The secret of success for Giusto Priola? “Being authentic. Don’t distort yourself. If you make spaghetti with meatballs for the American, then the Italian next door turns up his nose. We make everything in house: pasta, bread, desserts. We also offer dishes that are unusual for the American public, such as white lamb ragout. It throws them off at first, then they appreciate it.”
And the most common mistake for an Italian trying to open a business in New York? “Thinking that the American doesn’t understand anything. If you think that way, it’s better not to come. The American appreciates us if we stay true to our identity.”

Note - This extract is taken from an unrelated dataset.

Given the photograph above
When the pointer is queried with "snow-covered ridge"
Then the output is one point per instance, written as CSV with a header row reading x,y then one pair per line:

On the menu, there is a signature dish: Pasta Giusto. “A fettuccine with butter, parmesan cheese and ham, whipped in the parmesan cheese mold. But we also make pasta with seafood, wild boar ragout, parmigiana with fried eggplant.”
And if after so many years the city has not yet tired him, it is for a very simple reason: “The energy of New York never tires me. I chose this city. And I continue to choose it.”
The article Giusto Priola: when originality becomes the winning secret comes from TheNewyorker.